“This summer I bought a blue wristband that counts every step I take. Its display is microscopic. It grants me nine or ten bonus steps whenever my truck hits a pothole, and in all likelihood it’s uploading data about me to a surveillance satellite this very second...
Worse, it will almost certainly end up in a landfill in the not-too-distant future, its little battery leaching hydrofluoric acid into my grandchildren’s trout streams.
But! …there is one wonderful thing about this device on my wrist, and it might outweigh everything else. It’s making me walk more. Way more.

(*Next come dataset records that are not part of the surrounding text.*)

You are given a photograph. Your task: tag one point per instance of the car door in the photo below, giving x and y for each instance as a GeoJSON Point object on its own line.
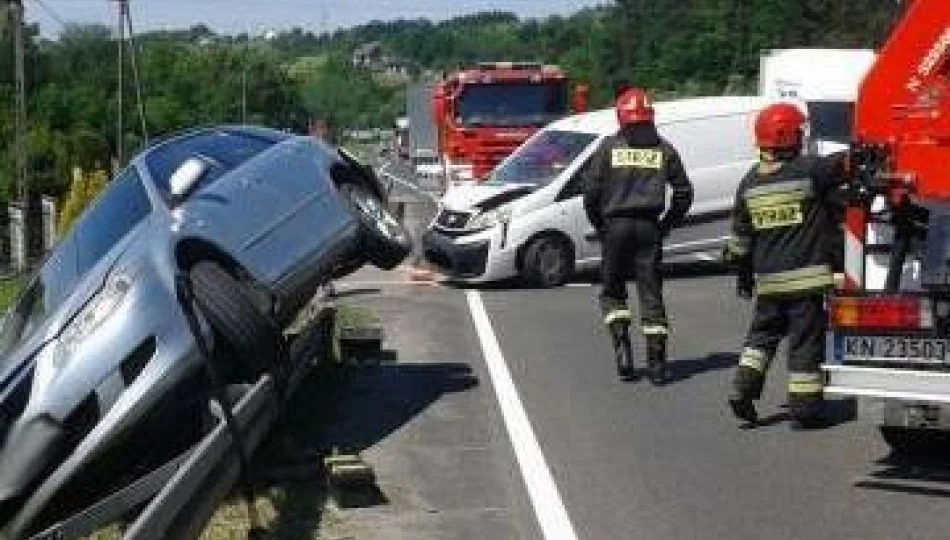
{"type": "Point", "coordinates": [570, 206]}
{"type": "Point", "coordinates": [301, 234]}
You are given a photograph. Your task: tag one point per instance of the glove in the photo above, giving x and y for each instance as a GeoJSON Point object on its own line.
{"type": "Point", "coordinates": [745, 285]}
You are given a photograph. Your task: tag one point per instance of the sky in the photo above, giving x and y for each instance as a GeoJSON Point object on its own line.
{"type": "Point", "coordinates": [258, 16]}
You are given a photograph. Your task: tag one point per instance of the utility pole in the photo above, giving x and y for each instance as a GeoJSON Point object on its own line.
{"type": "Point", "coordinates": [120, 127]}
{"type": "Point", "coordinates": [16, 14]}
{"type": "Point", "coordinates": [244, 92]}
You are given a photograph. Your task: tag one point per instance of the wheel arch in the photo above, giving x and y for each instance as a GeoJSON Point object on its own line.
{"type": "Point", "coordinates": [189, 251]}
{"type": "Point", "coordinates": [559, 235]}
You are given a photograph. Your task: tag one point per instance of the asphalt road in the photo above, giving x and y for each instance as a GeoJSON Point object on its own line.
{"type": "Point", "coordinates": [630, 461]}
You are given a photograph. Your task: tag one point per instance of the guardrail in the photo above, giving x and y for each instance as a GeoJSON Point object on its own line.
{"type": "Point", "coordinates": [180, 497]}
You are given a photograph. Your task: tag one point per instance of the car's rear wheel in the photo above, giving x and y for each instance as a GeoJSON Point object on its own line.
{"type": "Point", "coordinates": [248, 342]}
{"type": "Point", "coordinates": [909, 441]}
{"type": "Point", "coordinates": [548, 262]}
{"type": "Point", "coordinates": [384, 241]}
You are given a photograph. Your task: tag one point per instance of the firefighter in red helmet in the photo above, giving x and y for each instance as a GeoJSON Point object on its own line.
{"type": "Point", "coordinates": [781, 223]}
{"type": "Point", "coordinates": [625, 200]}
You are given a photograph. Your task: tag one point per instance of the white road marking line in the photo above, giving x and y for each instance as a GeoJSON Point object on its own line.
{"type": "Point", "coordinates": [548, 506]}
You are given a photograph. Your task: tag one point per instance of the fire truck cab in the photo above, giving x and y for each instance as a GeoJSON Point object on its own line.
{"type": "Point", "coordinates": [483, 113]}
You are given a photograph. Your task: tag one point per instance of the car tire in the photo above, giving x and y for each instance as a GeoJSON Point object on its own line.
{"type": "Point", "coordinates": [548, 262]}
{"type": "Point", "coordinates": [247, 341]}
{"type": "Point", "coordinates": [910, 441]}
{"type": "Point", "coordinates": [383, 240]}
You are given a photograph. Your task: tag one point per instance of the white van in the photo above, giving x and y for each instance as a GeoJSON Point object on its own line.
{"type": "Point", "coordinates": [527, 219]}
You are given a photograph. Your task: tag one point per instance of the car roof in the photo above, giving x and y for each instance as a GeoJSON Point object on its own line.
{"type": "Point", "coordinates": [604, 121]}
{"type": "Point", "coordinates": [251, 131]}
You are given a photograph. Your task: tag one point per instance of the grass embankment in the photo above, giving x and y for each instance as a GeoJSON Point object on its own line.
{"type": "Point", "coordinates": [9, 291]}
{"type": "Point", "coordinates": [293, 503]}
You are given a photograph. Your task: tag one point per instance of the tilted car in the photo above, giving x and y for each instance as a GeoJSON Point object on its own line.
{"type": "Point", "coordinates": [97, 355]}
{"type": "Point", "coordinates": [527, 219]}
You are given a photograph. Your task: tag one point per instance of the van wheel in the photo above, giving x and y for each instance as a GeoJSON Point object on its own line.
{"type": "Point", "coordinates": [383, 240]}
{"type": "Point", "coordinates": [909, 441]}
{"type": "Point", "coordinates": [247, 342]}
{"type": "Point", "coordinates": [548, 262]}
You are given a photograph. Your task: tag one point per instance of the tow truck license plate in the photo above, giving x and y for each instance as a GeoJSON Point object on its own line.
{"type": "Point", "coordinates": [891, 349]}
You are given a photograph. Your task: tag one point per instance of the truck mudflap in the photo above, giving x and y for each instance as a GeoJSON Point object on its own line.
{"type": "Point", "coordinates": [888, 383]}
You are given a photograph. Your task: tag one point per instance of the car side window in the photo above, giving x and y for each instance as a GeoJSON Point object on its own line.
{"type": "Point", "coordinates": [223, 150]}
{"type": "Point", "coordinates": [575, 186]}
{"type": "Point", "coordinates": [122, 206]}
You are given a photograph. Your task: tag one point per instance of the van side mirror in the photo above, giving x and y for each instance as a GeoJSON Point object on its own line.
{"type": "Point", "coordinates": [186, 177]}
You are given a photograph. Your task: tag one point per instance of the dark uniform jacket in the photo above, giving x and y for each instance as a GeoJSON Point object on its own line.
{"type": "Point", "coordinates": [628, 178]}
{"type": "Point", "coordinates": [783, 223]}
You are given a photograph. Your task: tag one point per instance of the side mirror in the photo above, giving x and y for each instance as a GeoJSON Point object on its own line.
{"type": "Point", "coordinates": [186, 177]}
{"type": "Point", "coordinates": [580, 98]}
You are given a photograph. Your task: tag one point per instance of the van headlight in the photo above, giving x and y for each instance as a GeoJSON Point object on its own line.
{"type": "Point", "coordinates": [489, 218]}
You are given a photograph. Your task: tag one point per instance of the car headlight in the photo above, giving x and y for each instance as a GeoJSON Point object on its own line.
{"type": "Point", "coordinates": [91, 317]}
{"type": "Point", "coordinates": [490, 218]}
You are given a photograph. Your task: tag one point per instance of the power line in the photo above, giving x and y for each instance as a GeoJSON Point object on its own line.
{"type": "Point", "coordinates": [137, 80]}
{"type": "Point", "coordinates": [16, 13]}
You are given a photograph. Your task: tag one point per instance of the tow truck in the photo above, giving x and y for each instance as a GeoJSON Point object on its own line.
{"type": "Point", "coordinates": [889, 333]}
{"type": "Point", "coordinates": [483, 113]}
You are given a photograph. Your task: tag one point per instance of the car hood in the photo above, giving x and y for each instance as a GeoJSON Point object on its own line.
{"type": "Point", "coordinates": [484, 196]}
{"type": "Point", "coordinates": [75, 291]}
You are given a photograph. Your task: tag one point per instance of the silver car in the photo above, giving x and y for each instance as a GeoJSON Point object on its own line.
{"type": "Point", "coordinates": [97, 352]}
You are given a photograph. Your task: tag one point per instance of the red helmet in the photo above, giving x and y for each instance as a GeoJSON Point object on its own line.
{"type": "Point", "coordinates": [634, 106]}
{"type": "Point", "coordinates": [779, 126]}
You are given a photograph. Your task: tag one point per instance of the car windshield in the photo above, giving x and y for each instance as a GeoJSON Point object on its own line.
{"type": "Point", "coordinates": [831, 120]}
{"type": "Point", "coordinates": [226, 150]}
{"type": "Point", "coordinates": [542, 158]}
{"type": "Point", "coordinates": [513, 104]}
{"type": "Point", "coordinates": [426, 160]}
{"type": "Point", "coordinates": [122, 206]}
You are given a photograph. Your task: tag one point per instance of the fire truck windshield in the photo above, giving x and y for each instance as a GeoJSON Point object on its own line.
{"type": "Point", "coordinates": [542, 158]}
{"type": "Point", "coordinates": [513, 104]}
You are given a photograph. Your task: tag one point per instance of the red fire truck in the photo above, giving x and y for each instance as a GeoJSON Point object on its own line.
{"type": "Point", "coordinates": [890, 323]}
{"type": "Point", "coordinates": [482, 114]}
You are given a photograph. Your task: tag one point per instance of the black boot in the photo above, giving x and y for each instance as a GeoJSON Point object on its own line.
{"type": "Point", "coordinates": [743, 407]}
{"type": "Point", "coordinates": [623, 351]}
{"type": "Point", "coordinates": [808, 414]}
{"type": "Point", "coordinates": [658, 370]}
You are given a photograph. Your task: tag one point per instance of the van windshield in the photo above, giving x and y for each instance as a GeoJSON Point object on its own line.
{"type": "Point", "coordinates": [540, 160]}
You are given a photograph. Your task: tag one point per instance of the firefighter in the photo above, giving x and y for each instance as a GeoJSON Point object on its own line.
{"type": "Point", "coordinates": [625, 199]}
{"type": "Point", "coordinates": [779, 246]}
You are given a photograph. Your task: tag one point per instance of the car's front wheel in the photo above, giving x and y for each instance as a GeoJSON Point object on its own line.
{"type": "Point", "coordinates": [247, 341]}
{"type": "Point", "coordinates": [384, 241]}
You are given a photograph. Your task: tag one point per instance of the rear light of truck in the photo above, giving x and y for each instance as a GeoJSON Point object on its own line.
{"type": "Point", "coordinates": [894, 312]}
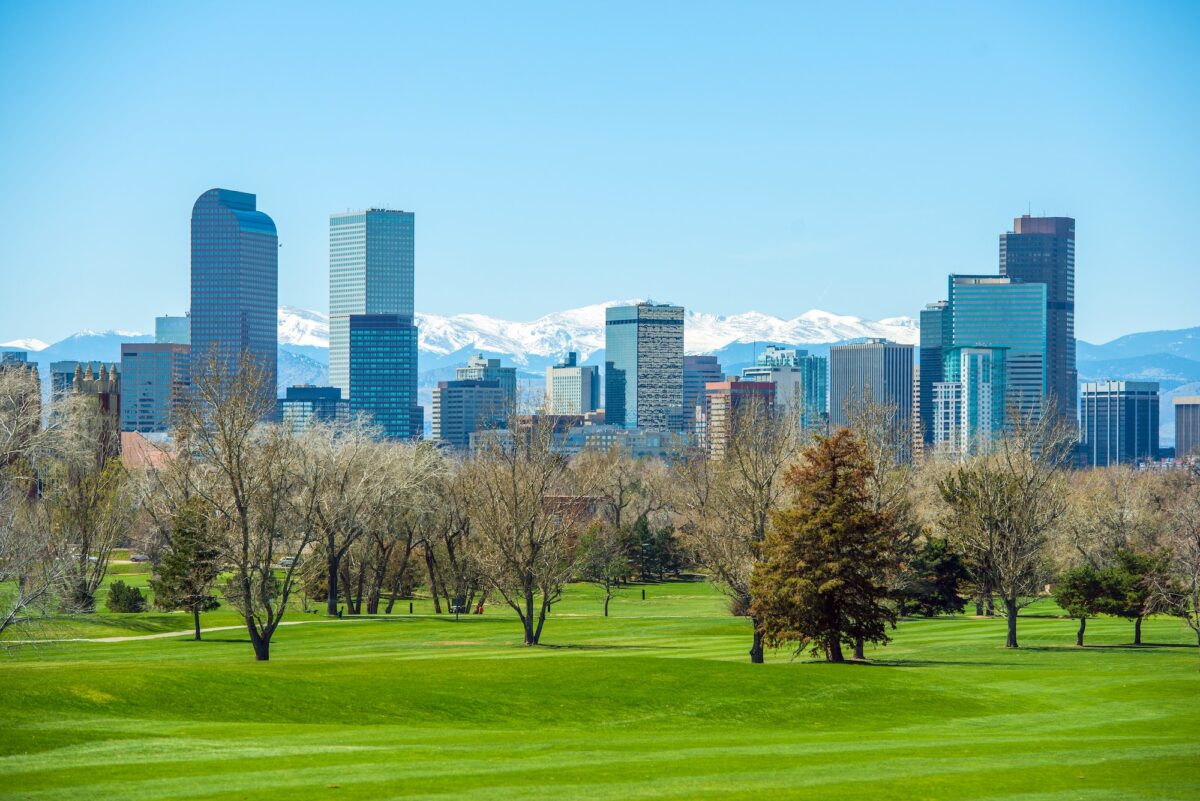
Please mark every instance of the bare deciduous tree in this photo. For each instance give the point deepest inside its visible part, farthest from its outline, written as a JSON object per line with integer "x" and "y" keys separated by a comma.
{"x": 726, "y": 505}
{"x": 257, "y": 480}
{"x": 1003, "y": 505}
{"x": 526, "y": 513}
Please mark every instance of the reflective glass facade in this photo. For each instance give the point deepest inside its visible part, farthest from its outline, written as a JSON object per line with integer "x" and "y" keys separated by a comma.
{"x": 801, "y": 381}
{"x": 969, "y": 402}
{"x": 876, "y": 368}
{"x": 1042, "y": 250}
{"x": 935, "y": 338}
{"x": 480, "y": 368}
{"x": 383, "y": 373}
{"x": 573, "y": 389}
{"x": 994, "y": 312}
{"x": 1119, "y": 422}
{"x": 371, "y": 269}
{"x": 234, "y": 282}
{"x": 171, "y": 329}
{"x": 643, "y": 366}
{"x": 154, "y": 380}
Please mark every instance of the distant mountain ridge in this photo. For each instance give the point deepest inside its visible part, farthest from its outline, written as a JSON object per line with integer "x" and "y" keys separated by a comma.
{"x": 1170, "y": 357}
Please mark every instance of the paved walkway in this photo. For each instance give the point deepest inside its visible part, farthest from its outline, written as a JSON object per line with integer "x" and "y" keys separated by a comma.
{"x": 177, "y": 633}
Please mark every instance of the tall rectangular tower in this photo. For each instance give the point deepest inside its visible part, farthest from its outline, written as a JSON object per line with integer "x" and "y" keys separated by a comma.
{"x": 1119, "y": 422}
{"x": 235, "y": 283}
{"x": 643, "y": 366}
{"x": 877, "y": 369}
{"x": 1042, "y": 250}
{"x": 994, "y": 312}
{"x": 935, "y": 338}
{"x": 371, "y": 266}
{"x": 383, "y": 373}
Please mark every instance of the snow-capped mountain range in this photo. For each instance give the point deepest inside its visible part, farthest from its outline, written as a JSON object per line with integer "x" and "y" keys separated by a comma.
{"x": 1170, "y": 357}
{"x": 582, "y": 330}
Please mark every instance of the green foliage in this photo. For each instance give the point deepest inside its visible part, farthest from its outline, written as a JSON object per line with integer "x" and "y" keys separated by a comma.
{"x": 1131, "y": 580}
{"x": 123, "y": 597}
{"x": 667, "y": 709}
{"x": 933, "y": 580}
{"x": 654, "y": 550}
{"x": 819, "y": 583}
{"x": 190, "y": 565}
{"x": 1083, "y": 591}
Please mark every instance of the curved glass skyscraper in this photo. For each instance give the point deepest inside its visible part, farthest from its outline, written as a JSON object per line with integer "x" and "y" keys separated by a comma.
{"x": 235, "y": 269}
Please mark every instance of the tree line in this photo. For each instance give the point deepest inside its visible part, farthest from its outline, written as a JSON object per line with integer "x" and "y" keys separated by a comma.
{"x": 822, "y": 541}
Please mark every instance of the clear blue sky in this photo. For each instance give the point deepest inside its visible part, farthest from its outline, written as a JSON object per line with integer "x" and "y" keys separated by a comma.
{"x": 724, "y": 156}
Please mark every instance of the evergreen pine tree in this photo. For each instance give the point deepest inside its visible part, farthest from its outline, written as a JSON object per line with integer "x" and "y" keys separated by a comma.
{"x": 819, "y": 582}
{"x": 190, "y": 566}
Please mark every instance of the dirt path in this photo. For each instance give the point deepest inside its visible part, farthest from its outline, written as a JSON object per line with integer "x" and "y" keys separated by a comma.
{"x": 175, "y": 633}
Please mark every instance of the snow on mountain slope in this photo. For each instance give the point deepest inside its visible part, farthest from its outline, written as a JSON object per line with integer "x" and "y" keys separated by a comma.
{"x": 29, "y": 344}
{"x": 582, "y": 330}
{"x": 301, "y": 326}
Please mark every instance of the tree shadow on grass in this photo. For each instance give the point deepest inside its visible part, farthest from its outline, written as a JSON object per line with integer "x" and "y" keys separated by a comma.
{"x": 1149, "y": 648}
{"x": 586, "y": 646}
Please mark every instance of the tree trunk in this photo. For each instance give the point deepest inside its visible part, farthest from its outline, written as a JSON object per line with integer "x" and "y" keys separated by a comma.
{"x": 435, "y": 590}
{"x": 331, "y": 565}
{"x": 541, "y": 620}
{"x": 1011, "y": 614}
{"x": 531, "y": 639}
{"x": 756, "y": 650}
{"x": 262, "y": 644}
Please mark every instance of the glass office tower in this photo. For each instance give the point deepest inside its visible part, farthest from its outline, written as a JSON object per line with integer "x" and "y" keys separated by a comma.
{"x": 371, "y": 269}
{"x": 383, "y": 373}
{"x": 1120, "y": 422}
{"x": 994, "y": 312}
{"x": 1042, "y": 250}
{"x": 643, "y": 366}
{"x": 801, "y": 381}
{"x": 154, "y": 383}
{"x": 969, "y": 402}
{"x": 171, "y": 329}
{"x": 876, "y": 369}
{"x": 935, "y": 338}
{"x": 234, "y": 283}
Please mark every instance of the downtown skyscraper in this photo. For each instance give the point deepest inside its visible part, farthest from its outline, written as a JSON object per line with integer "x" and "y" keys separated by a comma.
{"x": 371, "y": 270}
{"x": 643, "y": 366}
{"x": 1042, "y": 250}
{"x": 235, "y": 276}
{"x": 372, "y": 339}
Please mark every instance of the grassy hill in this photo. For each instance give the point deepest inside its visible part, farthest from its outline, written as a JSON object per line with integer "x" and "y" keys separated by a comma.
{"x": 657, "y": 702}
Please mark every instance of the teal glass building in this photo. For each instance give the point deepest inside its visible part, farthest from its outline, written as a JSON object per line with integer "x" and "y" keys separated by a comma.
{"x": 371, "y": 267}
{"x": 995, "y": 312}
{"x": 383, "y": 373}
{"x": 969, "y": 402}
{"x": 234, "y": 283}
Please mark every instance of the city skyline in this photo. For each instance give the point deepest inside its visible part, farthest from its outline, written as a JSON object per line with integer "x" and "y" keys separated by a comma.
{"x": 801, "y": 192}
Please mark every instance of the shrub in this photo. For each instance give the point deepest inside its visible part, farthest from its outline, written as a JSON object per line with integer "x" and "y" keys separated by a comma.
{"x": 123, "y": 597}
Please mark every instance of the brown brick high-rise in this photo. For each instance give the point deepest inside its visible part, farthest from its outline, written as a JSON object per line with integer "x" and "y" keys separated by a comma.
{"x": 1042, "y": 250}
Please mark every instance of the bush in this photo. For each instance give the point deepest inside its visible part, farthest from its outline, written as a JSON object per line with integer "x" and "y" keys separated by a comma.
{"x": 123, "y": 597}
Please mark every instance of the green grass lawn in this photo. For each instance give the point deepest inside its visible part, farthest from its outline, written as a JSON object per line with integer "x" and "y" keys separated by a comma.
{"x": 655, "y": 702}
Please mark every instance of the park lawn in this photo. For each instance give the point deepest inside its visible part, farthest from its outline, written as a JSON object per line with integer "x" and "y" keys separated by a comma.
{"x": 655, "y": 702}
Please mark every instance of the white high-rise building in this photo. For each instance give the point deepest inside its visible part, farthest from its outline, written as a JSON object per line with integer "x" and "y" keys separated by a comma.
{"x": 573, "y": 389}
{"x": 371, "y": 266}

I walk before I get into bed and after I get out of it. I walk before lunch and again after lunch… I walk to buy cake. I walk to mail letters. While visiting Washington DC one morning, I walked to see a friend, a spaceship, a Monet, the Declaration of Independence, the White House, and to by frozen yogurt in Georgetown, which I shoveled into my mouth while walking back to my hotel.
Other days I think I’ve moved around a bunch, only to glance at my wrist before dinner and learn I haven’t broken two thousand steps. So up I get. In the past few weeks alone, I’ve seen three owls, fifty rabbits, sixteen hot air balloons, a grass fire, and the pinkest sunset of my life. I saw a housecat stalk a chicken. I saw a forty-pound raccoon waddle up to a curbside storm drain and vanish. I saw a man in mint-green jeans finish his Dannon yogurt, stuff the empty cup into a hedge, and walk away.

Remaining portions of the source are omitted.